ALBANY – New York state is changing the way it distributes its electoral votes in the national presidential election.
On Tuesday, Gov. Andrew Cuomo signed legislation pledging to award New York’s electoral votes to the presidential candidate who wins the majority of the national popular vote. Since the founding of the constitution, New York – and nearly every other state in the country – has awarded all its electoral votes to the candidate that won the most votes in the statewide election.

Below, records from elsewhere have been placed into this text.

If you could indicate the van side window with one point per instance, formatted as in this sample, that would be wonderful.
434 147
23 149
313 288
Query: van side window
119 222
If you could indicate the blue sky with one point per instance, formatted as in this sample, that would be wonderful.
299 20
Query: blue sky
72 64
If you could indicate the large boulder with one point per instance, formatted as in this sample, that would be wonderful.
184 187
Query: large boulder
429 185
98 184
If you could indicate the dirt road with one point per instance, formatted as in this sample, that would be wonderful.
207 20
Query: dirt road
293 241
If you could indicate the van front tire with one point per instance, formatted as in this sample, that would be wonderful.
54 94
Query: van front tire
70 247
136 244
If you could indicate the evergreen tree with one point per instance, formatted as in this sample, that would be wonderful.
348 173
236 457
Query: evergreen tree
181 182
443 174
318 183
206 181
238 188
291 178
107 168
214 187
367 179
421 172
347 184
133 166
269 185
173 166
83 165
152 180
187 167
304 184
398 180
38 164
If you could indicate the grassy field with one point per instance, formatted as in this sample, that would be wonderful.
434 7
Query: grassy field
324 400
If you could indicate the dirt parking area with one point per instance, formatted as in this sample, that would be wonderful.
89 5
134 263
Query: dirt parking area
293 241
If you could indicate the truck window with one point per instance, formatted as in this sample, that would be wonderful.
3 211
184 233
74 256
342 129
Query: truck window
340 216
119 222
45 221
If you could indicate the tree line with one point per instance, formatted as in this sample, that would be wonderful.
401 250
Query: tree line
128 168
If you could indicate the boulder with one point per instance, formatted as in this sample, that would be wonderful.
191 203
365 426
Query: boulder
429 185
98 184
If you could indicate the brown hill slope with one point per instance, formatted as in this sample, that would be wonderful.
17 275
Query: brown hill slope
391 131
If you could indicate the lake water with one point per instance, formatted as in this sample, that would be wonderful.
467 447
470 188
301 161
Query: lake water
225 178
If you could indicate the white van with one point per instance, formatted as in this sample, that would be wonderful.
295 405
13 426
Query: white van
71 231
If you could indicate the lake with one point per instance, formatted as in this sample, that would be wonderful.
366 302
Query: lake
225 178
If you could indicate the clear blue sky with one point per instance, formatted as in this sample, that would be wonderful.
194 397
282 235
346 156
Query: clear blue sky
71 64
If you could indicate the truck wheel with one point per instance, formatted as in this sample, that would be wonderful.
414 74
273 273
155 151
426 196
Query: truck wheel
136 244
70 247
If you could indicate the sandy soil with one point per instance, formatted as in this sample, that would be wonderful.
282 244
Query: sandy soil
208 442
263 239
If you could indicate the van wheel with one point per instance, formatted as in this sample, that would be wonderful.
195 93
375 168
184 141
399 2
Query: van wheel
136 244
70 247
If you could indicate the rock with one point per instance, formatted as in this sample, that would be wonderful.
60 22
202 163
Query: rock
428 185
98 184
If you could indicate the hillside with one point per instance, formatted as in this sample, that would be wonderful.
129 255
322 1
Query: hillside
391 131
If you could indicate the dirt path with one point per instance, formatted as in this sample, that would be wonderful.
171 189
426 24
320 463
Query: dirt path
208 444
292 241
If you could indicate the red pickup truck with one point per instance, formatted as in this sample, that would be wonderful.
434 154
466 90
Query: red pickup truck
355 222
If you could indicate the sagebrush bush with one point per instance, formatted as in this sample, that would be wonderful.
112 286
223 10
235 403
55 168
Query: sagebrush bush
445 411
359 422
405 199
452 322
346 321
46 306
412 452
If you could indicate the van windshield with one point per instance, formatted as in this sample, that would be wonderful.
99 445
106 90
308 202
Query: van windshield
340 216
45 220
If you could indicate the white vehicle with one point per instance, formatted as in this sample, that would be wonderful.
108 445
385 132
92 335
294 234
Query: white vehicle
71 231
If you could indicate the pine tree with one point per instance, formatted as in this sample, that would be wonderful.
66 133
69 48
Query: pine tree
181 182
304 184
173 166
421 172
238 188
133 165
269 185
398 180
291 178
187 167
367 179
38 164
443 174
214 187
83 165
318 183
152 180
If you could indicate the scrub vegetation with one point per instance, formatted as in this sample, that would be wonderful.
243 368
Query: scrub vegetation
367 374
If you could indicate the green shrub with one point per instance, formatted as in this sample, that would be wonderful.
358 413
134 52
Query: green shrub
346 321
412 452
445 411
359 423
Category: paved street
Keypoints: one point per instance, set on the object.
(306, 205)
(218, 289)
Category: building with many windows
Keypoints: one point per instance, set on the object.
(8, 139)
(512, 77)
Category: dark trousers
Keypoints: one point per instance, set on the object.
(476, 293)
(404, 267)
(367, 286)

The change is part of the National Popular Vote coalition, an interstate agreement with California, Washington D.C., Hawaii, Illinois, Maryland, Massachusetts, New Jersey, Rhode Island, Vermont and Washington to award electoral votes to the candidate who garners the most votes across each of the 50 states.
Proponents of reforming how electoral votes are awarded say presidential hopefuls often do not campaign in states where the outcome is already assumed — such as in New York where it is likely the state will vote for the Democratic candidate. Instead, presidential hopefuls focus on “swing states” where the outcome is up for grabs, such as Ohio and Iowa. Battleground states such as Florida, Ohio, Iowa and Virginia hosted two-thirds of the 253 presidential events. Florida, which like New York controls 29 electoral votes, hosted 40 events alone in the 2012 election. New York hosted none.
However, opponents of the Popular Vote initiative say the change will make campaigning in smaller states and rural areas irrelevant, with candidates only focusing on large population bases where the most voters are located. They also say the change would move the country away from a republic and to a more democratic system of government – something the founding fathers were against, claiming that the electoral college system was a check against mob rule.
To go into effect, enough states necessary to elect a president — 270 electoral votes of the possible 538 — must pass and enact identical legislation. With New York’s 29 electoral votes, the interstate compact now has 165 electoral votes, 61 percent of the needed electorates.